Issue
I'm trying to extract the title of some products but it doesn't work and it yields an empty list every time. I tried grabbing the css and xpath of the 'title' using selectorgadget extension but failed, tried to grab the path by inspecting the element yet I failed.
These are some css, xpath (by selector gadget tool) and byInspectElement paths that I tried that didn't work:
css:
response.css('.eyNLqb > span > span > span:nth-child(1)').css('::text').extract()
xpath:
response.xpath('//*[contains(concat( " ", @class, " " ), concat( " ", "eyNLqb", " " ))]//>//span//>//span//>//span[(((count(preceding-sibling::*) + 1) = 1) and parent::*)]/text()').extract()
inspectingElement:
response.css('div.sc-9d1cc060-20.eyNLqb span span span').css('::text').extract()
here is the full code:
import scrapy
from ..items import NoonItem
class NoonspiderSpider(scrapy.Spider):
name = 'noonspider'
allowed_domains = ['noon.com']
start_urls = ['https://www.noon.com/uae-en/search/?q=figurine']
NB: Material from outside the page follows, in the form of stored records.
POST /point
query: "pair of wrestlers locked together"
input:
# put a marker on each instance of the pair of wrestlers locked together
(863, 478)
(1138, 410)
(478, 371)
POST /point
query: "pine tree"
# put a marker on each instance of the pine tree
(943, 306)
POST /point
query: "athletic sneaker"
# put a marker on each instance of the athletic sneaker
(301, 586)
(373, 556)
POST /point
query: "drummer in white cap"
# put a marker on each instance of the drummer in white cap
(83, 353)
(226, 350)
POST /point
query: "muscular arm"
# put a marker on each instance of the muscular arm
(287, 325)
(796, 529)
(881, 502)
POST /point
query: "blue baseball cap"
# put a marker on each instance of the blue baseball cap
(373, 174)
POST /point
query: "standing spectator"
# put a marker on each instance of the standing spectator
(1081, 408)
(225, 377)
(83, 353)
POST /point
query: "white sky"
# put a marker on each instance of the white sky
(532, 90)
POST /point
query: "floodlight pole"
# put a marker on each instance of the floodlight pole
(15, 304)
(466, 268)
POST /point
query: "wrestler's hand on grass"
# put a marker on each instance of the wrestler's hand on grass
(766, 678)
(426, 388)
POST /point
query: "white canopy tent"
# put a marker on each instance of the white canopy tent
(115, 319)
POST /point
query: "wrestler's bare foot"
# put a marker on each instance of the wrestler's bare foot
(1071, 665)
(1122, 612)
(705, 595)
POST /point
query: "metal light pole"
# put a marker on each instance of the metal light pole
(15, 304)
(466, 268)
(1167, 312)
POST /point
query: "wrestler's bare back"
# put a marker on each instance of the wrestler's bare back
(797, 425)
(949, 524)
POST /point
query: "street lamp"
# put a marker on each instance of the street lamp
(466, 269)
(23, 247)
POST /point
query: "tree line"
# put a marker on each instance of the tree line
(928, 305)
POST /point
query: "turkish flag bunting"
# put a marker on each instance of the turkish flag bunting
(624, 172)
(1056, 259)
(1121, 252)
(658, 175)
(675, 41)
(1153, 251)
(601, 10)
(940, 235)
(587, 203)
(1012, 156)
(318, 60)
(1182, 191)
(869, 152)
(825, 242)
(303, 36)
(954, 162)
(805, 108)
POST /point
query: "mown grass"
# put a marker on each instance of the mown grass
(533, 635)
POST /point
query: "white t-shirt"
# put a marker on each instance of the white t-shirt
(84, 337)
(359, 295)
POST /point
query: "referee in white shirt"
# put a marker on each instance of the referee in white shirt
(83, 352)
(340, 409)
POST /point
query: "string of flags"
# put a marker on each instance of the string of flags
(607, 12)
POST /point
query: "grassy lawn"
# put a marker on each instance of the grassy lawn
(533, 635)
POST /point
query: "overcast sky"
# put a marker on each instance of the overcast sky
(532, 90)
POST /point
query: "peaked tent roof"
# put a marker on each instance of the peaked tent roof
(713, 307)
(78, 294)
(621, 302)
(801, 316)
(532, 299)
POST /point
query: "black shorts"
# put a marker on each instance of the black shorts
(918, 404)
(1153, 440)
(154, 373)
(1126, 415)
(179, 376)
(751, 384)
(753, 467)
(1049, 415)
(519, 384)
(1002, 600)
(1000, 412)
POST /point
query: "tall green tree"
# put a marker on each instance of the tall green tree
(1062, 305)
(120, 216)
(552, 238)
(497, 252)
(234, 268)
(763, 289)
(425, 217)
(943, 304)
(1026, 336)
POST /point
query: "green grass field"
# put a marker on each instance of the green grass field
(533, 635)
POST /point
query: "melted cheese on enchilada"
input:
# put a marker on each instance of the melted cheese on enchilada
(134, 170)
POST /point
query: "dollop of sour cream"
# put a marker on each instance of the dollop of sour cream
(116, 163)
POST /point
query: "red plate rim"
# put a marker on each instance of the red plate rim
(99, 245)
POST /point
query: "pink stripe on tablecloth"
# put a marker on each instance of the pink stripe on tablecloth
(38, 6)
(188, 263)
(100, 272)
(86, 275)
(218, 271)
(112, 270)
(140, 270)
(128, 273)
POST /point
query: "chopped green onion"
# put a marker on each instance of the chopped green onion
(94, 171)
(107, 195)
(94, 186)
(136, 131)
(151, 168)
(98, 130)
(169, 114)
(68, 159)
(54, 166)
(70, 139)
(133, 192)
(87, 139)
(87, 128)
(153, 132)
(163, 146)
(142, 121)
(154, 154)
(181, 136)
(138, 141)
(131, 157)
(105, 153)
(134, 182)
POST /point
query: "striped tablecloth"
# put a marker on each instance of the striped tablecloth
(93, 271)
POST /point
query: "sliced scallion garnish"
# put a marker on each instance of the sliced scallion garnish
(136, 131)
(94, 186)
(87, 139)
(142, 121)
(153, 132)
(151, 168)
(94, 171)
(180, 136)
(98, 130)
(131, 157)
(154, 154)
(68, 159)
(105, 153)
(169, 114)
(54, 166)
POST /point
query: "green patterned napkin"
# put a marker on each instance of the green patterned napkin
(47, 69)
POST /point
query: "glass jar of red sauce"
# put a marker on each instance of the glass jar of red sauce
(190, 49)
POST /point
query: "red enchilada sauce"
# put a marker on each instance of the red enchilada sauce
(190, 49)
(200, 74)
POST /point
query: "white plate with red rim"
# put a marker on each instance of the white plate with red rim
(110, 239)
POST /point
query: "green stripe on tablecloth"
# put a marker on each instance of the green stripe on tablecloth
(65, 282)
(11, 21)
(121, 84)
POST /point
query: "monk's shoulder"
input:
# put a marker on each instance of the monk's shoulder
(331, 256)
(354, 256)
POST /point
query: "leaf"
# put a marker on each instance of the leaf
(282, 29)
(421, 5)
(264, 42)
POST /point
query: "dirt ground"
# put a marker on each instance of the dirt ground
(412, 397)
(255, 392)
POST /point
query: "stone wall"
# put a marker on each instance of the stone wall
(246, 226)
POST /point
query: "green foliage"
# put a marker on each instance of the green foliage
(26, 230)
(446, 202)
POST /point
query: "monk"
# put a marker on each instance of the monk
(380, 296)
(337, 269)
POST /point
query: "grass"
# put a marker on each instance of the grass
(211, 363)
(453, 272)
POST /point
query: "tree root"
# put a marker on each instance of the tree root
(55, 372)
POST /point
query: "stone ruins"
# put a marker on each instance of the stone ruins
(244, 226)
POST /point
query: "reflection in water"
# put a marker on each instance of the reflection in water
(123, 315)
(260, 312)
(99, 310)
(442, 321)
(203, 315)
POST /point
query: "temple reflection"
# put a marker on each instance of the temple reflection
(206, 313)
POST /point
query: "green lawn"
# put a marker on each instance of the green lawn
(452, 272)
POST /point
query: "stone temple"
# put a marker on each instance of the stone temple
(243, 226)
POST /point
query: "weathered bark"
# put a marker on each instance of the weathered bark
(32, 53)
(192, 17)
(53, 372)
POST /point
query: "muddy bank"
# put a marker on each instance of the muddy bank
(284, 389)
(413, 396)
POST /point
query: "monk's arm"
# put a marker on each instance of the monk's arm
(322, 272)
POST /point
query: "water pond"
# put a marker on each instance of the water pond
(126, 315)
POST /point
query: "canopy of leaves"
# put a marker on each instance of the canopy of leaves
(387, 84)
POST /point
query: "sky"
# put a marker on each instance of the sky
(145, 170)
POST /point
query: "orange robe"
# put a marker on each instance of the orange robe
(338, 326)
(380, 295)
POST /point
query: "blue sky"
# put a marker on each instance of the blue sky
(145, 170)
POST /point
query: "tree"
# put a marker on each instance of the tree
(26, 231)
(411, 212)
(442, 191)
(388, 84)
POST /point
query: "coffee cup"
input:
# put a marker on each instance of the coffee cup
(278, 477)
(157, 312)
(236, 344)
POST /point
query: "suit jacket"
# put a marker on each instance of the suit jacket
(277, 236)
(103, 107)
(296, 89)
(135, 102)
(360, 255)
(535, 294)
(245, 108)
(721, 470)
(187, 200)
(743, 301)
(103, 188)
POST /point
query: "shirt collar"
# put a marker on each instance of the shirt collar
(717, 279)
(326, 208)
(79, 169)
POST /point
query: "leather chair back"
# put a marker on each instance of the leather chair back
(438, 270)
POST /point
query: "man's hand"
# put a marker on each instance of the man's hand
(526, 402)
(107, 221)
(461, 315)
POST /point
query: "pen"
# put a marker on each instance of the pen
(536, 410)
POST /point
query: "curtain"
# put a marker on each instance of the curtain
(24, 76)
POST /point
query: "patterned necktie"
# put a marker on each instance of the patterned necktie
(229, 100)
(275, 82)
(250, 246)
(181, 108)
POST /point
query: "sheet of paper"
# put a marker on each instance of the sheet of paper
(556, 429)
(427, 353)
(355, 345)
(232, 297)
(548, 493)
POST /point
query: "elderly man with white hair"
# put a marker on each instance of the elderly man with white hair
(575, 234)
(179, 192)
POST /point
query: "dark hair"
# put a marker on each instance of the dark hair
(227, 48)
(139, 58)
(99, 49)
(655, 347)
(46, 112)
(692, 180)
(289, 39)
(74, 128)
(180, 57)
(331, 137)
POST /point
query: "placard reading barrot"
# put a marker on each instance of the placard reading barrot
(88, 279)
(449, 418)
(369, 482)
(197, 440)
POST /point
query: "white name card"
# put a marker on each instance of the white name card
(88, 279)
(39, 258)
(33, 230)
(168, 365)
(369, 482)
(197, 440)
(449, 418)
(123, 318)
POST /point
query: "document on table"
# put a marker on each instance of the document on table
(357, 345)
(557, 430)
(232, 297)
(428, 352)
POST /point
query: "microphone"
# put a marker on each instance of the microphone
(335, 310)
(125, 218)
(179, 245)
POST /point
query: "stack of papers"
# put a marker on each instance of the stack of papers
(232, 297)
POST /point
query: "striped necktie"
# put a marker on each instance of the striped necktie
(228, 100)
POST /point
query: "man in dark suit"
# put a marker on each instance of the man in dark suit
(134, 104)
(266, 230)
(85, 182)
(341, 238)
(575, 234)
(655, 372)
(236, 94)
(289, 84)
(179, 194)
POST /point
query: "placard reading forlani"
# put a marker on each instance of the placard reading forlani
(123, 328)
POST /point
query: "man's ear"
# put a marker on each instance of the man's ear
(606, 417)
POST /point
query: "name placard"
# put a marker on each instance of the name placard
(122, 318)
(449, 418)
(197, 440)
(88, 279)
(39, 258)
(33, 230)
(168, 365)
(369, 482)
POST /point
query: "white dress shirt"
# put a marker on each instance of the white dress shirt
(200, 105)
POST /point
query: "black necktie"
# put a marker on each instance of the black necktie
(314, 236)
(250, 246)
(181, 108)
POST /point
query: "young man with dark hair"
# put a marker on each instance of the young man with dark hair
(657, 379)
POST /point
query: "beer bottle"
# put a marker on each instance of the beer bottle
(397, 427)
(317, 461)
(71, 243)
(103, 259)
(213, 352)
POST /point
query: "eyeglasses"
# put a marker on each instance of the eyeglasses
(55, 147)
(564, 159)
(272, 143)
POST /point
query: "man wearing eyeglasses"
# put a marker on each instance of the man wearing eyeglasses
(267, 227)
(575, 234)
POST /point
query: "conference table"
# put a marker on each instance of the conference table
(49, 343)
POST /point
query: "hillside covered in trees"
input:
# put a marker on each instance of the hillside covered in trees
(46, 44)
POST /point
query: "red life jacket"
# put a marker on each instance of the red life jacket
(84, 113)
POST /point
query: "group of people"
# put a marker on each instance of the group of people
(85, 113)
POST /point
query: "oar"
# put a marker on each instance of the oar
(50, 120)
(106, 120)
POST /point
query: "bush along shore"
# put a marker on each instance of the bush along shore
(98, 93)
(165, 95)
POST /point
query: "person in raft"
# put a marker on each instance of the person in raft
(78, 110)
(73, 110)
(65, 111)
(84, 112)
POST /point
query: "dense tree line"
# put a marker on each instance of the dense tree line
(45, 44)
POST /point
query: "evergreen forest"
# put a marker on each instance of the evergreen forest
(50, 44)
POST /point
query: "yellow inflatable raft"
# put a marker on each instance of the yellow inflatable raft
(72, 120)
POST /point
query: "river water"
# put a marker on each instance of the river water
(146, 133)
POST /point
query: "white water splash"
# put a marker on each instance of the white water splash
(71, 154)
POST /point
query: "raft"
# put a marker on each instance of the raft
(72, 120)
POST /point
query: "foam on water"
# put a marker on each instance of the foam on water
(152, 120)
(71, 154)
def parse(self, response):
items = NoonItem()
items['title'] = response.css('.eyNLqb span').css('::text').extract()
yield items
here is items.py
import scrapy
class NoonItem(scrapy.Item):
# define the fields for your item here like:
title = scrapy.Field()
here is the log
2022-11-27 02:10:27 [scrapy.utils.log] INFO: Scrapy 2.7.1 started (bot: noon)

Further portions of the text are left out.